Kemal Özer

Kemal Özer

ŞİİR ÇEVİRİSİ ÜSTÜNE SAYIM SUYUM


Şiir çevirisine emek harcamak 1976’ya değin hiç aklımdan geçmemişti. O yıl ilk kez yurt dışına çıkıp Bulgaristan’a gittim. Gençlik yıllarından beri okuru olduğum, gurbetteki yaşamını uzaktan izlediğim Fahri Erdinç’le bu gezide buluştuk. Sonraki yıllarda da benim gezilerim sürdükçe yeni buluşmalarla bir araya geldik. Buluşmalar dışında yazışmaya da başladık.

Fahri Erdinç, kendi yazdıklarının yanı sıra çeviri yapmayı iş edinmişti. Türkçeden Bulgarcaya, Bulgarcadan Türkçeye çeviriler yapıyordu. Çevirdikleri arasında şiir önemli bir yer tutuyordu. Bulgar ozanlarından Türkçeye çevirdiği şiirler vardı elinde. Ama kendisi uzun süredir yurt dışında yaşadığından Türkçedeki gelişmeleri izlemek konusunda kimi kaygılar taşıyordu. Bizim ilk buluşmamızdan sonra, bu şiir çevirilerini bir de benim gözden geçirmemi, söyleyiş bakımandan katkıda bulunmamı istedi.

İlk olarak Lubomir Levçev’ten hazırladığı Haydut Otu adlı kitabı, Türkiye’de yayınlanmadan önce gözden geçirip birtakım önerilerde bulundum. Başlangıçta bunu bir çeviri işbirliği olarak görmüyordum. Erdinç ise bunu bir ortak çalışma saydı ve yayınlanan kitapta benim adımın da kendi adının yanına eklenmesine karar verdi.

Böylece adım ilk kez bir çeviri şiir kitabında çevirmen olarak yer almış oldu. Levçev’in Haydut Otu kitabını, başka Bulgar ozanlardan çeviriler izledi. Georgi Cagarov’tan Benimdir Bu Dünya, Lıçezar Elenkov’tan Granit Destanı, yine Levçev’ten Kurşun Asker gibi. 1980-86 arasında bu tür çeviriler kitap dışında kimi dergilerde yayınlanmak üzere de sürdü. Saydığım ozanların dışında başka Bulgar ozanları eklendi bu listeye.
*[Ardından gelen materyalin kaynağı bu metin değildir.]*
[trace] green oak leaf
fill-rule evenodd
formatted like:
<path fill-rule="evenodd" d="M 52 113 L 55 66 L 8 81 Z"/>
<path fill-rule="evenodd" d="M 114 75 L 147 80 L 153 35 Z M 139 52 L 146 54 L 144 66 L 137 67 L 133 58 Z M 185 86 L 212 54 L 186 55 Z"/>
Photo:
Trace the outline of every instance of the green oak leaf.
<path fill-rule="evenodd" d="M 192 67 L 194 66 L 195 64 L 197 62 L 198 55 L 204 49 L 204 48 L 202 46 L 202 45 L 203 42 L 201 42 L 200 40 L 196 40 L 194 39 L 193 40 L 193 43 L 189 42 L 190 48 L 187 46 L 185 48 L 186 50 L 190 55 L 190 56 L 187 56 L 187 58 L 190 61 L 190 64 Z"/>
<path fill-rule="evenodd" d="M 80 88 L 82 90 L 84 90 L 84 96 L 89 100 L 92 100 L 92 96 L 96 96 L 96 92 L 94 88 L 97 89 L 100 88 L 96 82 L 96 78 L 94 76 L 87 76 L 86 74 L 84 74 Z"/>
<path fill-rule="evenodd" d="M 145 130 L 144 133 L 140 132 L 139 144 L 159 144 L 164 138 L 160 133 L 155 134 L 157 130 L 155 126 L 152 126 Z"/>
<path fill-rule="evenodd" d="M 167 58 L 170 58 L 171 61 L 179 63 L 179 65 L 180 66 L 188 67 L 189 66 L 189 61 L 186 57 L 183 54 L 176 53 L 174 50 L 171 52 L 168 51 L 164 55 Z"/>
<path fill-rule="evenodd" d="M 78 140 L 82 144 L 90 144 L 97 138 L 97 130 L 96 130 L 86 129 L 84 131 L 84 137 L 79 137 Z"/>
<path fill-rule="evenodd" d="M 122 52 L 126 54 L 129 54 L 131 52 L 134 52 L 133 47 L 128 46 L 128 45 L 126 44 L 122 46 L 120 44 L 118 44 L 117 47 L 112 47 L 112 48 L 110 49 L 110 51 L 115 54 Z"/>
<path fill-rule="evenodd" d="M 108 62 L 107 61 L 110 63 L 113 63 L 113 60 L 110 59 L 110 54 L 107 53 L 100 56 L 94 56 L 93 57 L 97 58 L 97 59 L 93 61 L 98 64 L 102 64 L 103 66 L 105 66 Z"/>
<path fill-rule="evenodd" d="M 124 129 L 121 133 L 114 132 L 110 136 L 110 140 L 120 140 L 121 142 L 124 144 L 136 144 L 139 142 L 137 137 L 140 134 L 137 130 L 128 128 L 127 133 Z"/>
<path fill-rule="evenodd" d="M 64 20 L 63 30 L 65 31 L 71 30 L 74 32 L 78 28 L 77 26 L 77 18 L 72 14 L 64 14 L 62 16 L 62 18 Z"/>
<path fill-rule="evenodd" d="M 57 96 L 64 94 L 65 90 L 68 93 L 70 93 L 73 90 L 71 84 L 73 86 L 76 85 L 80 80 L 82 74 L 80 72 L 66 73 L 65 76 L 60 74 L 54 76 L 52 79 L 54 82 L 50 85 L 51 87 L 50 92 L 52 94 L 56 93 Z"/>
Fahri Erdinç’le yaptığımız bu çalışmalar bana başka ozanları daha yakından tanıma ve değişik şiir serüvenlerini öğrenme olanağı sağladı. Kendi şiirimi bir anlamda sınama ve geliştirme fırsatı oldu. Böyle düşünmeye başlayınca, üstelik özellikle sosyalist ülkelerde uygulanan işbirliğine dayalı şiir çevirisinin aldığı başarılı sonuçlara tanık olunca, şiir çevirisine emek harcamayı önemsedim. Bunda 80 sonrası, toplumcu şiire karşı ülkemizde başlatılan saldırının da önemli rolü var elbet. Bilindiği gibi, Batı’da böyle şiir yazılmıyor türünden savlar nerdeyse koro halinde dile getiriliyordu. Batı şiiri örnek gösterilirken nasıl tek yönlü davranıldığı bence çok açıktı. Ama bunu çeviri alanında yapılacak çalışmalarla da göstermek gerekiyordu. Böylesi çalışmaların bir ucundan tutabileceğimi düşünmeye başladım.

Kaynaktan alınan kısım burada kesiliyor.